Monsieur GROS ne peut approuver la distinction proposée par Monsieur VEDEL entre le contrôle de la légalité et le contrôle de sincérité. S'il est vrai qu'en matière électorale les sections du Conseil ont le plus souvent à connaître de questions de fait qui vicient la régularité de l'élection, l'article 44 de l'ordonnance organique lui confère le pouvoir de juger de la légalité d'opérations électorales. Il paraît difficile de suivre le rapporteur lorsque, pour restreindre la portée de la décision DELMAS, il indique l'existence de conditions particulières ou d'un état de nécessité. Selon lui, tant que le grief allégué par un requérant peut être invoqué utilement a posteriori, il est inutile au Conseil d'en connaître a priori. On ne voit pas très bien pourquoi. N'est-ce pas dire au requérant : "Vous avez raison mais revenez après-demain ! ". Cette attitude se justifierait parce que, dit-on, le Conseil serait submergé par un contentieux énorme. Cela se peut mais rien ne permet de l'affirmer.

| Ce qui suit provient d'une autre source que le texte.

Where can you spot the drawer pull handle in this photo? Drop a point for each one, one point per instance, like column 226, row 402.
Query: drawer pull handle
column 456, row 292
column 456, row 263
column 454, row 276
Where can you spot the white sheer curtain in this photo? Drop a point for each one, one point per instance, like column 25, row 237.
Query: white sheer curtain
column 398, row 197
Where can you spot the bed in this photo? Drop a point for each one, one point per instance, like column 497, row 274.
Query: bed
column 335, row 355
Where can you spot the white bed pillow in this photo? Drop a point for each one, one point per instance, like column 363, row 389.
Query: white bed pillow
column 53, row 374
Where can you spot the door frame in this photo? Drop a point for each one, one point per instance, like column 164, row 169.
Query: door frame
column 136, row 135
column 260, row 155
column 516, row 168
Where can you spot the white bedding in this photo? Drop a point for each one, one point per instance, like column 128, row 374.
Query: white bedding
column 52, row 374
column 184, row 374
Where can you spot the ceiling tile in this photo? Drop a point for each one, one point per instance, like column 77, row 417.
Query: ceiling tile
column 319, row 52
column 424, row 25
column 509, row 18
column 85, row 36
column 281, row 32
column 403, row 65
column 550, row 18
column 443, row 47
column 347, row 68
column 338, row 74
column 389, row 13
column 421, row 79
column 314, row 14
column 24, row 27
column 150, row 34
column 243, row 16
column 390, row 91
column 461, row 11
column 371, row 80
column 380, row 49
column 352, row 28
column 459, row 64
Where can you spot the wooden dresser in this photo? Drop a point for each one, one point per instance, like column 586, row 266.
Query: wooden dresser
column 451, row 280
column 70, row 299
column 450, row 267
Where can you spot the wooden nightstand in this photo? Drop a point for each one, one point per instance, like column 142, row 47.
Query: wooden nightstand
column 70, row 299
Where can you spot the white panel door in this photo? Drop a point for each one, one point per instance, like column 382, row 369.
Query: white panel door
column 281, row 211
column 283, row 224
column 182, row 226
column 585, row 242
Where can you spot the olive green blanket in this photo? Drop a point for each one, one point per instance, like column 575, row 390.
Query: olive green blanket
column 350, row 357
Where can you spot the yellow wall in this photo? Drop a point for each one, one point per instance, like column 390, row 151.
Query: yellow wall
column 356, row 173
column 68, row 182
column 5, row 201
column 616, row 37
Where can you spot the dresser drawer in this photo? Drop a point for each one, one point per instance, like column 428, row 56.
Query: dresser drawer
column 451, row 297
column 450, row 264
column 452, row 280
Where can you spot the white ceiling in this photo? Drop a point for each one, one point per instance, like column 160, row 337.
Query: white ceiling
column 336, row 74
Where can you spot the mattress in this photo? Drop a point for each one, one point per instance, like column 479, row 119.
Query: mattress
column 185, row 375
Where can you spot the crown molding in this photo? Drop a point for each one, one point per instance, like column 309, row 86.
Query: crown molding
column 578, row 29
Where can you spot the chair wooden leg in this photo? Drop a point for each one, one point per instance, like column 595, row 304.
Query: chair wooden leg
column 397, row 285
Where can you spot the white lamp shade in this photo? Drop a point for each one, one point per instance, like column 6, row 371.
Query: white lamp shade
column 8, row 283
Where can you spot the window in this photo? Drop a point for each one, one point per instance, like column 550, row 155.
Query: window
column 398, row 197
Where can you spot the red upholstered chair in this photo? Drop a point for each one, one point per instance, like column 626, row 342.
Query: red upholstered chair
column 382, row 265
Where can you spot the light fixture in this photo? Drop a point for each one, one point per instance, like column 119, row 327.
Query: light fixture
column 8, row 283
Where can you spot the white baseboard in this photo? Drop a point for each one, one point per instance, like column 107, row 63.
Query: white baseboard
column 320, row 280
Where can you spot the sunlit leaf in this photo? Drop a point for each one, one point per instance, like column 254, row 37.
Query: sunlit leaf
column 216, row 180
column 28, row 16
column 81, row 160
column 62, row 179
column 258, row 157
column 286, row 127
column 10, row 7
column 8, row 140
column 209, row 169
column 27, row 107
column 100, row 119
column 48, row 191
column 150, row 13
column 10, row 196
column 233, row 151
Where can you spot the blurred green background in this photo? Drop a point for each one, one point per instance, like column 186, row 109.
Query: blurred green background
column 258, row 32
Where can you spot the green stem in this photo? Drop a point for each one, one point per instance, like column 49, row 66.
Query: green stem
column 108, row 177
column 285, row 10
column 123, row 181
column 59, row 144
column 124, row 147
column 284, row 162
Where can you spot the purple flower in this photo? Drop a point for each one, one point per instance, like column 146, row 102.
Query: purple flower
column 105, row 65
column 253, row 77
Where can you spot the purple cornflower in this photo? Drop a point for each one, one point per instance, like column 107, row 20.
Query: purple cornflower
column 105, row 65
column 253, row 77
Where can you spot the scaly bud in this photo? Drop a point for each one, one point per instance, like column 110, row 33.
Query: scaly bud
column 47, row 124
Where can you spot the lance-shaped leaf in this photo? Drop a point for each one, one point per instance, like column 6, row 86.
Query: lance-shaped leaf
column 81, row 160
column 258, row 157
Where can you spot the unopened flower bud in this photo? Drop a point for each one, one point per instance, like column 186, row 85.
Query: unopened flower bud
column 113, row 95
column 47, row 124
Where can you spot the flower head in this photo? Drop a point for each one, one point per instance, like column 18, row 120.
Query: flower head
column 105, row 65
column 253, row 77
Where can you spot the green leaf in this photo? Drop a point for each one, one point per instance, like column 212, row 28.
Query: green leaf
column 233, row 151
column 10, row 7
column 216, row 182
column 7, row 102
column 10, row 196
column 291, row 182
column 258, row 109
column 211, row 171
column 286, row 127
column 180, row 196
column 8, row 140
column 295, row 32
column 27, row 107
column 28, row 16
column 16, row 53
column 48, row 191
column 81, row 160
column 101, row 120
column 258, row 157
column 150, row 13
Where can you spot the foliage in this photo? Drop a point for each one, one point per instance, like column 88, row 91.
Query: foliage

Il faut revenir au décret et arrêtés attaqués. Il s'agit un véritable monument d'irrégularités, comme l'a d'ailleurs avoué, de façon fort sympathique, le Ministre des relations extérieures.
Une décision d'incompétence conduirait à laisser se rendre aux urnes, le 23 mai, un million d'électeurs répartis à travers le monde, alors que toute l'organisation de l'élection est manifestement irrégulière. Le Conseil doit assumer ses responsabilités et dire que tout cela est nul. C'est d'ailleurs rendre service à toutes les autorités, notamment au Gouvernement. Il faut lui dire : "Arrêtez ! Ce que
vous faites est irrégulier. Ne vous avancez plus sur cette voie ! ", sinon il est clair que lorsque le Conseil sera saisi a posteriori il ne pourra que déclarer ces élections irrégulières. Cela serait tout à fait regrettable car une décision constatant l'irrégularité des textes déférés aurait une signification tout à fait claire. Elle inviterait le Gouvernement qui s'est lancé dans la voie législative, pour ce qui est du statut du C.S.F.E. à continuer sur cette voie et aller jusqu'à son terme. Il lui est, en effet, possible, avant le mois de septembre 1983, date de l'élection des deux sénateurs représentant les Français de l'étranger, de légaliser l'ensemble de la procédure. Cette solution aurait le mérite de la clarté et de la simplicité. Il suffirait, en quelque sorte, de superposer la décision à intervenir à la décision DELMAS en remplaçant la référence à l'article 12 de la Constitution par celle de l'article 34 de la Constitut ion.
Enfin, il faut se souvenir que la décision DELMAS, longuement délibérée, a été adoptée par le Conseil constitutionnel et qu'elle s'impose à tous. Il est nécessaire qu'il existe une unité dans sa jurisprudence. Il serait donc tout à fait regrettable qu'il renie le précédent DELMAS.
Monsieur VEDEL précise qu'une décision d'incompétence ne constitue aucunement un déni de justice. En ce qui concerne le critère qu'il propose qui tient au fonctionnement ou au non fonctionnement des pouvoirs publics, il est évident qu'il y aura toujours des problèmes de délimitation. Il n'empêche qu'en l'espèce on ne voit pas en quoi le fonctionnement du pouvoir public sera compromis par l'irrégularité de la procédure électorale conduisant à l'élection des deux sénateurs représentant les Français établis hors de France. Le Conseil constitutionnel ne doit pas devenir un "touche à tout" de la vie administrative. Il n'y a aucune raison, dans le cas présent, de déroger au texte clair de l'ordonnance du 7 novembre 1958.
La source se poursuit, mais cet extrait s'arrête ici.